Now my dream didn't specify but I believe we are talking green beans. 

What do we do with them, I hear you ask. Well, again the dream didn't specify - God is like that, ask Joseph, he of the multi-coloured coat - but I offer up the following suggestion.

Stick them up your nose.

Then the virus won't be able to get in. At least not through your nose.

And this is why I think they're green not baked beans we're talking about. It's far too easy to push baked beans too far up, and hospitals won't be able to cope with an influx of 'I've got a bean stuck up my nose' patients.

So there you have it. My prophetic response to the virus, which incidentally I am calling Covid-20 because it sounds much more pleasing for all sorts of reasons.

For legal reasons, DO NOT TRY THIS AT HOME.


Friday, March 27, 2020

Books again

The Bermondsey Bookshop
by Mary Gibson
3 *
I thought this was going to be a bookshoppy type book but was more of a family sage, in this case and East End family. 

Kate lives with her aunt and family after her mother died and her father disappeared to make his fortune. She is treated cruelly and lives with the dream that her father will one day return and take her away from all this. 

Conditions in the smelting works where she gets her first job are vividly described but it's when she takes on an extra job cleaning a bookshop that her life begins to change.

Fans of family sagas may well give this book four stars; I'm giving it ***. Perfectly readable just not to my taste particularly.

The Confessions of Frannie Langton
by Sara Collins
4*

His novel begins in the Old Bailey court rooms in 1826. Frannie Langton, a Mulatto slave, is on trial for the murder of her employer and his wife. The book tells us Frannie's story in her own words.

It took me a while to get into it. It begins on the plantation in Jamaica and I found it difficult to follow exactly what was happening. Frannie is taught to read and write and helps her master, John Langton, with his scientific research on what difference colour makes to a person's intelligence. Then her master takes her to London and gives her to his old friend/rival, George Benham.

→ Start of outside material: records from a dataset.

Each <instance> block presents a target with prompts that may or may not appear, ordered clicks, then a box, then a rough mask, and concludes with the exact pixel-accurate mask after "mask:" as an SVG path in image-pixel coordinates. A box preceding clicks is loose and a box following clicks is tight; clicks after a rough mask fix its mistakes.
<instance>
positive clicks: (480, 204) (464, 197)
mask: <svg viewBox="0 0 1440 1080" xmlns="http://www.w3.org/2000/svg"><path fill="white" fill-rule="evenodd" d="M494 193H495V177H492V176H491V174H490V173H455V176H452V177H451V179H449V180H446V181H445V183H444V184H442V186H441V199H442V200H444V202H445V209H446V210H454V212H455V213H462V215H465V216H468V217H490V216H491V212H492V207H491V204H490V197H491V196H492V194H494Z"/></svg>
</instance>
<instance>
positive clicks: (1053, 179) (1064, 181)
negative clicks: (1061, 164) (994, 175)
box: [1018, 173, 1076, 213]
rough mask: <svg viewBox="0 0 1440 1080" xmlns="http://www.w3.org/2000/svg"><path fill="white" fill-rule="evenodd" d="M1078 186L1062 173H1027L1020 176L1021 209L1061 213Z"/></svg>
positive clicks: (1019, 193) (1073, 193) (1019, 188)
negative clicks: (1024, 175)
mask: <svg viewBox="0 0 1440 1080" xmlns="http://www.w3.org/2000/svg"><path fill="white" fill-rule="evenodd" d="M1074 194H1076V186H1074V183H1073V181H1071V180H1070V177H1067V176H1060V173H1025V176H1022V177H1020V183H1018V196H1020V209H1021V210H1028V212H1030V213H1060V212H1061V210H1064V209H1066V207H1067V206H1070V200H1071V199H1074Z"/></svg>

The rest of the story is largely taken up with Frannie's developing relationship with her mistress, Margueritte, and finally, the court room trial. Now it is totally gripping. Will she be found guilty of murder?

****


Thursday, March 26, 2020

In the words of George Ezra ...

I could get used to this.

Blissful walk in the woods today listening to the birds singing, the stream babbling, and George barking because I wouldn't help him rescue stones and he 'can only carry one at once!'


I only had to dive into the bushes once when I saw another couple walking towards me. I am always very suspicious of people lurking in bushes. I hope flashers are obeying the government's instructions to stay indoors.